The Maharashtra government and Azim Premji Philanthropic Initiatives Pvt Ltd have signed a MoU recently with an aim to work together to design, implement, monitor and document a model programme to provide legal help to prisoners, especially under-trials.

The initiative aims to help under-trials, who on merit, deserve bail, pending disposal of their cases. It would also help unburden prisons that have inmates 30 per cent more than their actual capacity. The state government has also entered into a partnership with Tata Trusts to provide social workers in prisons.

Way Forward

  1. The issue of overcrowding in Indian jails requires an immediate attention. Sincere efforts should be made to improve living conditions which include better sanitation and hygiene, adequate food and clothing.
  2. Efforts should be made to reform offenders in the social stratification by giving them appropriate rehabilitation and correctional treatment.

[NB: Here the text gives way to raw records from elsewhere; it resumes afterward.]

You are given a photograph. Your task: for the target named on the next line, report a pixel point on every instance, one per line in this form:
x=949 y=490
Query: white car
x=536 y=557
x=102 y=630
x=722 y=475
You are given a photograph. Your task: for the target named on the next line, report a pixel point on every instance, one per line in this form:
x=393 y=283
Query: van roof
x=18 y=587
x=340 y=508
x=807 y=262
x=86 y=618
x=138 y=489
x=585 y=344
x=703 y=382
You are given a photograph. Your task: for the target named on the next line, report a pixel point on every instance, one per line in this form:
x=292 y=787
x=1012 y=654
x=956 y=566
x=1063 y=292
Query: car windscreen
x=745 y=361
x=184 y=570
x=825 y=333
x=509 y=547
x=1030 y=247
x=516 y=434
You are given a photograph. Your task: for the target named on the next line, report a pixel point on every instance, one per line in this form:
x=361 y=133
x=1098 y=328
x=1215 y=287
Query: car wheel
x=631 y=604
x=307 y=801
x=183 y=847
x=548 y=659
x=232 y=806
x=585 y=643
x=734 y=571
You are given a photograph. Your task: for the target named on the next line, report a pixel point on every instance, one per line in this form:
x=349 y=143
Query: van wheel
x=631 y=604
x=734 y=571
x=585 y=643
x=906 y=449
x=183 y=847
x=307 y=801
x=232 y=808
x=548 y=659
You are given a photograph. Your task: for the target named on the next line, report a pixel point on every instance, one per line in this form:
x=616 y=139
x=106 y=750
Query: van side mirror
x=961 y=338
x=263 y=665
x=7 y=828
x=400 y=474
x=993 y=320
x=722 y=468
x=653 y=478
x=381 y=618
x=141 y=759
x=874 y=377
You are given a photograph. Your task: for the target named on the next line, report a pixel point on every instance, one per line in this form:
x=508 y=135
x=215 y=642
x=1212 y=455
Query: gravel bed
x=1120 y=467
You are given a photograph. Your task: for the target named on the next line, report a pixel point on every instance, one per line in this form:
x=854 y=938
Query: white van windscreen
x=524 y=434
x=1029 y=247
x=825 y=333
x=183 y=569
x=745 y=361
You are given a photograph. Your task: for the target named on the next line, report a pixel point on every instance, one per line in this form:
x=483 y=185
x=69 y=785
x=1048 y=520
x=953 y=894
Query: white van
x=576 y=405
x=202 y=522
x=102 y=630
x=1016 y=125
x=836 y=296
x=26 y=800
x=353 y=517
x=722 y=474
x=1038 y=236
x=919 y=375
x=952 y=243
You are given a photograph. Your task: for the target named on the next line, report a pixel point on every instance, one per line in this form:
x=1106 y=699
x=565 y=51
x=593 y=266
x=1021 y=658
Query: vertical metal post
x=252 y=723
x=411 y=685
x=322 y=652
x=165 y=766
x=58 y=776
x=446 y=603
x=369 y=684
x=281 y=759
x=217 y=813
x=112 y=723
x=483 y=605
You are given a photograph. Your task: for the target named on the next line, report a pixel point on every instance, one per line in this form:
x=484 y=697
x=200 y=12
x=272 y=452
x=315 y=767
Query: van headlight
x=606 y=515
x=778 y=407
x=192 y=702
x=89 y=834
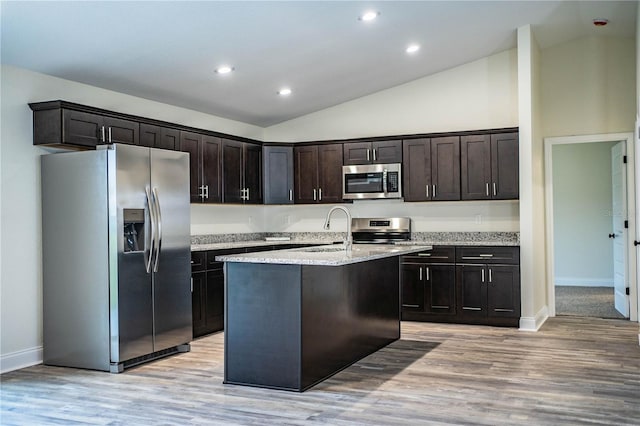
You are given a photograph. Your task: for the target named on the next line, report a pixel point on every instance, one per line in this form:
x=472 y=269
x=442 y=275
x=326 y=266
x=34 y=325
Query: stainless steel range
x=380 y=230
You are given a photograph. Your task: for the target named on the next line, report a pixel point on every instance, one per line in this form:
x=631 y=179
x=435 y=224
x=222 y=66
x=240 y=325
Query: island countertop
x=331 y=255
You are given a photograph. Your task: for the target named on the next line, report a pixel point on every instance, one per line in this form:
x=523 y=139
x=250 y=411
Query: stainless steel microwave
x=372 y=181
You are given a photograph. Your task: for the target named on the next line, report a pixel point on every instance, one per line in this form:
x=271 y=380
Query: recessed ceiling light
x=413 y=48
x=224 y=69
x=369 y=16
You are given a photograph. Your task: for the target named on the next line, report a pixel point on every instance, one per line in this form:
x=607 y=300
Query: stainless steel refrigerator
x=116 y=256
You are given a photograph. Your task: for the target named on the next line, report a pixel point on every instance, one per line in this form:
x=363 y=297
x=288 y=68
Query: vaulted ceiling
x=322 y=50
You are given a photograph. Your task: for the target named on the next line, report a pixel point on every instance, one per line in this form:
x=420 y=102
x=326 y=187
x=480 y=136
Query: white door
x=619 y=213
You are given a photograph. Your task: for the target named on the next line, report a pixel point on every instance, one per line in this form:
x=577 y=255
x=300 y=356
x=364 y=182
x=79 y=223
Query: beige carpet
x=586 y=302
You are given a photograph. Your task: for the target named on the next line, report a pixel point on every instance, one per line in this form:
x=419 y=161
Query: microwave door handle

Initiatives should be taken to impart vocational training to prisoners and ensure proper rehabilitation and social inclusion after release.
  3. The government must take initiative to improve the conditions of under-trial prisoners which can achieved by speeding of the trial procedure, simplification of the bail procedure and providing effective legal aid.
  4. It is also important to address the issue of inadequate prison management by recruiting more prison staff, imparting proper training and undertaking modernization of prisons.
  5. Issues related to custodial violence and sexual abuse should be dealt with effective monitoring and stringent punishments of those involved in such violence.
  6. The concept of open prisons should be encouraged more as a correctional facility.


Prisons’ constitute important institutions which protects the society from criminals. The obstacles in prison reforms are resource allocation, deterrent functions of punishment, notion of rehabilitation, and internal control.

To improve prison conditions does not mean that prison life should be made easy, it means, it should be made humane and sensible.